America, I say this because I love you and will always love my home country: you are going to have to find a way out of your collapsing healthcare system and fight for better labor protections. You should stop conceiving of yourself as lazy just because you are not over-working yourselves into sickness, anxiety, and depression. You are going to have to do better research to discover which alternative health practices actually work and should be integrated into mainstream healthcare (or serve as a complement to it), and which are snake oil, so that you don’t continue turn to snake oil salesmen for all your problems. The reality is that most aren’t going to “make it” as lifestyle guru, and it’s going to be the slimiest of sef-promoters who rise to the top of the wellness industry and eat all the rest of you for breakfast. We’d love to have you in Norway, but immigration here is damn near impossible, not to mention the demonic barn elves.
This is so right on, Christina. Fellow yoga teacher here, and not a coach, although I've been tempted by the promises. Many want to have meaningful lives, but in a capitalistic society, what does that even look like? Appreciate you bringing this to light.

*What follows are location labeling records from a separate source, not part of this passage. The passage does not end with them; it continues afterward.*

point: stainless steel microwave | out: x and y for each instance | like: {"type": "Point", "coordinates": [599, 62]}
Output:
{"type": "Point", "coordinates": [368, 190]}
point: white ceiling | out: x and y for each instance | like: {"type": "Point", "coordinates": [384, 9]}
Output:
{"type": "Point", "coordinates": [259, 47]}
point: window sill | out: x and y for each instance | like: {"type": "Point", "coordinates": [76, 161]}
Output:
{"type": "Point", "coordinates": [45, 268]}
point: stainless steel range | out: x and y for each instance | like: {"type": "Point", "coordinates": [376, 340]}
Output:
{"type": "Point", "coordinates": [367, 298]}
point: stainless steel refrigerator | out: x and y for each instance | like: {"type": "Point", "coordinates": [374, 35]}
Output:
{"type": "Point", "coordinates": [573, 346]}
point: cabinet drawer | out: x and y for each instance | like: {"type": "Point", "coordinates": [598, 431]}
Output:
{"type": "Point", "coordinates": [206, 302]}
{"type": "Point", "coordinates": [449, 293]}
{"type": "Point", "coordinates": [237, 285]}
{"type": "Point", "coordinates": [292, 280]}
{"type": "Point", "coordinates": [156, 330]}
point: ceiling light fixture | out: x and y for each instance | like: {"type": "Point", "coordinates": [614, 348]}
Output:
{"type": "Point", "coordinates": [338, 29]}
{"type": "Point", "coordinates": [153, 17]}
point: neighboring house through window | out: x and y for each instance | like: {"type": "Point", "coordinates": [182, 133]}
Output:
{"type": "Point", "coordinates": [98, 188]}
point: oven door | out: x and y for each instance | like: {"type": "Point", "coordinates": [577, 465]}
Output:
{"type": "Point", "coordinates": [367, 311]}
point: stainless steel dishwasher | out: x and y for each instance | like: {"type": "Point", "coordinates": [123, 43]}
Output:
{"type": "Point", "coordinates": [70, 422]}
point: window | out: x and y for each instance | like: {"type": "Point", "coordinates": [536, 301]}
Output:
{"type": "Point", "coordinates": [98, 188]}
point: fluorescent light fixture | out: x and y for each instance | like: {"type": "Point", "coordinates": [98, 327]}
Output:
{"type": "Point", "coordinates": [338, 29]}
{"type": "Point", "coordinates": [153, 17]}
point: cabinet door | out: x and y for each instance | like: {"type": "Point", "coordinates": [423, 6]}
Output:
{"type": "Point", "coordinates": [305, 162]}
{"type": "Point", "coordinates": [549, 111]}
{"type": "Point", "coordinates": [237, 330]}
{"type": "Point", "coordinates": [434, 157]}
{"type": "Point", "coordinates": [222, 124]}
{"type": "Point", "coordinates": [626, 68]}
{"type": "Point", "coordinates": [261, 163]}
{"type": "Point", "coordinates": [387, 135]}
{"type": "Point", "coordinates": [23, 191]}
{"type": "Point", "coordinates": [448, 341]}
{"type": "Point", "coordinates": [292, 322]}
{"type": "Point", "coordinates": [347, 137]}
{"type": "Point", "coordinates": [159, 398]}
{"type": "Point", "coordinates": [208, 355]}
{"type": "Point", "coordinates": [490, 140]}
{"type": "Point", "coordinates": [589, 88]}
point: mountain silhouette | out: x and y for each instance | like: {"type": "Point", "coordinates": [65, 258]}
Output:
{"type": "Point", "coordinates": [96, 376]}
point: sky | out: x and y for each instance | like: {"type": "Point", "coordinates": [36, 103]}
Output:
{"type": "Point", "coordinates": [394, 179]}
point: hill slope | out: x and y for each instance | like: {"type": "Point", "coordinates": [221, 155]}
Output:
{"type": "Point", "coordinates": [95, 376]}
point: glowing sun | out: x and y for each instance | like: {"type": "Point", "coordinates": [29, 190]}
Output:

I agree with so much here, even though I'm getting certified as an Enneagram coach because I do believe people need help because of all the problems you outline, and perhaps the biggest one is that people have accepted all of this as normal and think they are the problem. If any client says something that suggests they have trauma, I make sure they are working with a therapist. I'll also say that I think the difference between a coach and a therapist is that therapists try to lead you to the solution whereas a coach can be more direct. Many of the people I work with are like me --- they did tons of therapy and that got them to where they are but now they need more practical help figuring out what kind of life they want and how to navigate their current job or find another job or whatever it is they want to change. I agree there are a TON of grifters but also I've been enormously helped by coaching and I know others who have too. I think it's just important to find someone who has not just a coaching certification but also a lot of life experience and wisdom. Just my two cents!